SLUSA: In Connection With the Purchase or Sale. “[A]fter thoroughly reviewing the second amended complaint,” the panel also concluded that there was “little doubt” that IPM’s claims are in connection with the purchase or sale of a security. Although IPM attempted to avoid preclusion as to some of its allegations by characterizing them as relating to Merrill Lynch’s conduct after IPM had made its investment, the Eleventh Circuit rejected IPM’s approach, concluding that “even if SLUSA requires a court to assess preclusion claim-by-claim, [SLUSA] does not require district courts to act like a prospector panning for a few non-precluded theories amid a river of precluded ones.”
Among the most important aspects of the Eleventh Circuit’s discussion of the “in connection with” requirement, however, was its recognition that Riley v.

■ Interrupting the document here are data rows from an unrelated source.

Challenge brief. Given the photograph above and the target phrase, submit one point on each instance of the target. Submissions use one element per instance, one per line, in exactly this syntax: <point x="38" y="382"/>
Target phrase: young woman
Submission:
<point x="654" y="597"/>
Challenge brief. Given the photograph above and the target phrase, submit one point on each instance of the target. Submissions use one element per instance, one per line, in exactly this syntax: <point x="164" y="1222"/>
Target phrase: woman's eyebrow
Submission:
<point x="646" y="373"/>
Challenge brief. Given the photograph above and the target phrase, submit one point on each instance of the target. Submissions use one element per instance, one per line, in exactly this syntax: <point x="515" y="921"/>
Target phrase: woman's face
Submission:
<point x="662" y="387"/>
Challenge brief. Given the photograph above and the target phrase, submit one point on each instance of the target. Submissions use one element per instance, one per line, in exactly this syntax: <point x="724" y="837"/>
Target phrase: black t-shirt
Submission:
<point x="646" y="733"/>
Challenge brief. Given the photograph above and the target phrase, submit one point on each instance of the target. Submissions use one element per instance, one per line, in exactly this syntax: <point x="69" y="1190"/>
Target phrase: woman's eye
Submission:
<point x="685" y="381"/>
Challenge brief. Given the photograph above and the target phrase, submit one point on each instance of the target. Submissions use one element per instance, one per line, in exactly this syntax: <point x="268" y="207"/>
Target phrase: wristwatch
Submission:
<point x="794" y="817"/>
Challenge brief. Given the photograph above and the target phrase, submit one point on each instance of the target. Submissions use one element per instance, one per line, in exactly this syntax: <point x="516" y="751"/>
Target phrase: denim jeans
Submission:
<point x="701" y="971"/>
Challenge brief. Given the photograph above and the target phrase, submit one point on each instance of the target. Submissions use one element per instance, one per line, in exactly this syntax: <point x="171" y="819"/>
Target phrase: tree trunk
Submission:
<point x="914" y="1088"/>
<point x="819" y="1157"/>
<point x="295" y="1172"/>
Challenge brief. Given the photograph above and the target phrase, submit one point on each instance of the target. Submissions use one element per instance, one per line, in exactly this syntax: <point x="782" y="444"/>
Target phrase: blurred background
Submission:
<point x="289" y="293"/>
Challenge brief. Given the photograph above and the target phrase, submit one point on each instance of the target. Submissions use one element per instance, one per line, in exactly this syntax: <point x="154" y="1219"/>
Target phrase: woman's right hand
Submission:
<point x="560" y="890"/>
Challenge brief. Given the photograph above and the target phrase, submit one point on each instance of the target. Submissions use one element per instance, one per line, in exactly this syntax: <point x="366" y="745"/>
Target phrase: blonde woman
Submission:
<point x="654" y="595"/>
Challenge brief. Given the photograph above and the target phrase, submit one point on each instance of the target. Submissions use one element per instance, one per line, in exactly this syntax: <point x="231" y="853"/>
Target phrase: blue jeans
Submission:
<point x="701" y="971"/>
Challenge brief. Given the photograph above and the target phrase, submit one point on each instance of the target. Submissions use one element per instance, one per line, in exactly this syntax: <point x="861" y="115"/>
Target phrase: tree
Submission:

Merrill Lynch, Pierce, Fenner & Smith, Inc.—the Eleventh Circuit’s most extensive precedent regarding the scope of SLUSA preclusion—“is no longer good law.” In Riley, the Eleventh Circuit had equated the “in connection with” requirement for SLUSA preclusion with the “in connection with” element of a private right of action under Section 10(b) and Rule 10b-5. Citing the U.S. Supreme Court’s subsequent decision in Merrill Lynch, Pierce, Fenner & Smith, Inc. v. Dabit, the Eleventh Circuit concluded that Riley was incorrect in holding that SLUSA’s “in connection with” requirement has the same meaning that it has in the context of a private right of action under Section 10(b)/Rule 10b-5. Rather, the panel held, SLUSA’s “in connection with” requirement is broader, and “covers the same range of activities that the SEC could prosecute as violations of § 10(b) and Rule 10b-5.”
SLUSA: Covered Security. Citing two Eleventh Circuit cases heavily relied on by Merrill Lynch, the panel further held that the retirement trust accounts in this action—hybrid products consisting of a registered mutual fund component and an unregistered life insurance component—satisfied SLUSA’s definition of a “covered security.”
The Federal Securities Fraud Claim. Lastly, turning its attention to IPM’s federal securities fraud claim, the Eleventh Circuit recognized that IPM had abandoned its pursuit of that claim on appeal. Describing IPM’s argument on the Section 10(b)/Rule 10b-5 claim as “awkward,” the Eleventh Circuit held that IPM’s failure to address four elements of its claim required the panel to conclude that IPM “has abandoned the argument that it has adequately pleaded” a federal securities fraud claim.